2
votes

I need to get the child node data values of nodes with a given name in an XML file, using a Perl script. I am using XML::LibXML::Simple.

A code snippet is shown below:

my $booklist = XMLin(path);

  foreach my $book (@{$booklist->{detail}}) {
    print $book->{name} . "\n";
}

And the XML file looks like the following:

<?xml version='1.0' encoding='iso-8859-1'?>
<booklist>
<book>
<detail label='label1' status='active' type='none'>
<name>book1</name>
</detail >
<detail label='label2' status='active' type='none'>
<name>book2</name>
</detail >
</book>
</booklist>

When I use the above code, I got the following error message: "Not an ARRAY reference"

Can anyone please help me ?

5
are you like? book1, book2, textuser1811486
can you please explain what you which output?user1811486
Yes I want book1 and book2 text as outputuser2526936

5 Answers

2
votes

Below a solution for XML::Simple, which was used in the OP.

use strict;
use warnings;
use XML::Simple;

my $booklist = XMLin($ARGV[0], KeyAttr => [], ForceArray => qr/detail/);

foreach my $book (@{$booklist->{book}->{detail}}) {
    print $book->{name} . "\n";
}

The important piece here are the options given to XMLin, forcing the "detail" subnodes to be represented as an array.

A good quick start for XML::Simple is the documentation on CPAN: http://metacpan.org/pod/XML::Simple

1
votes

I think like this....

use strict;
use XML::Twig;

my $text = join '', <DATA>;
my $story_file = XML::Twig->new(
                twig_handlers =>{
                'name' => \&name,
                keep_atts_order => 1,
},
                pretty_print => 'indented',
);
$story_file->parse($text);

sub name {
        my ($stroy_file, $name) = @_;
    print $name->text, "\n";
}

__END__
<?xml version='1.0' encoding='iso-8859-1'?>
<booklist>
<book>
<detail label='label1' status='active' type='none'>
<name>book1</name>
</detail >
<detail label='label2' status='active' type='none'>
<name>book2</name>
</detail >
</book>
</booklist>
1
votes

From the XML::Simple docs:

The use of this module in new code is discouraged.

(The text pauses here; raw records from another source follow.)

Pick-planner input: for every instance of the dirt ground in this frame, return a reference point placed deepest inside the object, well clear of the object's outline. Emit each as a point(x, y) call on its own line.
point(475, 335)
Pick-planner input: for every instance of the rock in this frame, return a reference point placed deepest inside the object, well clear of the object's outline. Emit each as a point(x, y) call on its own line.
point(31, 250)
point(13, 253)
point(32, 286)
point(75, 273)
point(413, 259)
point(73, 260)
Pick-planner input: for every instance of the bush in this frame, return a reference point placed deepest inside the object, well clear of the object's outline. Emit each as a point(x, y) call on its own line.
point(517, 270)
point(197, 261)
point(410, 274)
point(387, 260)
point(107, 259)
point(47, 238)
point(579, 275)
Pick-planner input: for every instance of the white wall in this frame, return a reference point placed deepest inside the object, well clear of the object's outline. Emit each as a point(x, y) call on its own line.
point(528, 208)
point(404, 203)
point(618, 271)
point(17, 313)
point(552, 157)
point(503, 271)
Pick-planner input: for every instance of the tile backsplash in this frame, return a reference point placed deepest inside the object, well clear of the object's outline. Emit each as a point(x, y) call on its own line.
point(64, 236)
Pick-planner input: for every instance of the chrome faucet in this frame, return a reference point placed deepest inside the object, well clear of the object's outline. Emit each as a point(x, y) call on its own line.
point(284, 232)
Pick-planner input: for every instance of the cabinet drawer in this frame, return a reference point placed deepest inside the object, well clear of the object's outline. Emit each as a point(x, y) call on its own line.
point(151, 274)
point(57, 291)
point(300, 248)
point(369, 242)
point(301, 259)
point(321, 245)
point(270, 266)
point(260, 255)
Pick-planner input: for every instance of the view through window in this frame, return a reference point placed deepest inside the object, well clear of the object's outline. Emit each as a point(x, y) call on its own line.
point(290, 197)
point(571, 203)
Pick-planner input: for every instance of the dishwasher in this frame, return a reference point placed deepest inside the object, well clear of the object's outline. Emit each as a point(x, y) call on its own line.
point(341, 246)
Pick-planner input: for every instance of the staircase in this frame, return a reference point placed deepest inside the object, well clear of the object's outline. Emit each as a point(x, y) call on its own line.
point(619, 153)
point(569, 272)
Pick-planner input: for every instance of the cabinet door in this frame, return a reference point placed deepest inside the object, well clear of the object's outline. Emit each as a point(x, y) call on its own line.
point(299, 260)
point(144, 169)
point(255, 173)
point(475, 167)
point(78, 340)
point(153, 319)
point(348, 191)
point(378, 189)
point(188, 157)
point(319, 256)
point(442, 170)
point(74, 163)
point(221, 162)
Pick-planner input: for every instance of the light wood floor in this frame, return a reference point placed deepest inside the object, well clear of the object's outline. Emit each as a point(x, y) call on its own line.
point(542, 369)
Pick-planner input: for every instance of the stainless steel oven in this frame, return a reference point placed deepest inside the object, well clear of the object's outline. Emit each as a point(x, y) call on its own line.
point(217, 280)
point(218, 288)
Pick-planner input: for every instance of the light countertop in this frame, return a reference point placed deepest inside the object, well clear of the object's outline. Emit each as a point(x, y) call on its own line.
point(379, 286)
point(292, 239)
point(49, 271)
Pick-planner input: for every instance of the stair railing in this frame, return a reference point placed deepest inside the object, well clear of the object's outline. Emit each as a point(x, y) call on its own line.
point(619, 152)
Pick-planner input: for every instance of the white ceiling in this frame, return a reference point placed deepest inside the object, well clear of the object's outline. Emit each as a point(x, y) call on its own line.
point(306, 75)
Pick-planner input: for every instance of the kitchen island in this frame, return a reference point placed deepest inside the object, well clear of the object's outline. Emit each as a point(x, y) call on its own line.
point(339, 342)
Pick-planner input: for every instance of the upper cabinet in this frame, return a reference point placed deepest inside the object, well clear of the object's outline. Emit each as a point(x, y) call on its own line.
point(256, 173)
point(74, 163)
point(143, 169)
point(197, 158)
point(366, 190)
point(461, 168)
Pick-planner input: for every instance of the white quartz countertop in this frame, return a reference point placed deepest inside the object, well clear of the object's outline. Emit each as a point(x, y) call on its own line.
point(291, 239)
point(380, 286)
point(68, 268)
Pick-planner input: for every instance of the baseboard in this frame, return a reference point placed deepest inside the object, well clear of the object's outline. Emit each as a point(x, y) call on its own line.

Other modules are available which provide more straightforward and consistent interfaces. In particular, XML::LibXML is highly recommended.

The major problems with this module are the large number of options and the arbitrary ways in which these options interact - often with unexpected results.

Anyway.

In your code, you are skimming over the fact that the booklist contains books which contain details. The booklist has no immediate details. Here is a short solution using XML::LibXML:

use strict; use warnings; use 5.010; use XML::LibXML;

my $dom = XML::LibXML->load_xml(IO => \*DATA) or die "Can't load";

for my $detail ($dom->findnodes('/booklist/book/detail')) {
    say $detail->findvalue('./name');
}

__DATA__
<?xml version='1.0' encoding='iso-8859-1'?>
<booklist>
  <book>
    <detail label='label1' status='active' type='none'>
      <name>book1</name>
    </detail >
    <detail label='label2' status='active' type='none'>
      <name>book2</name>
    </detail >
  </book>
</booklist>

As you can see in the XPATH expression /booklist/book/detail, we first have to look into the book before finding the details. Of course, this could be shortened to //detail.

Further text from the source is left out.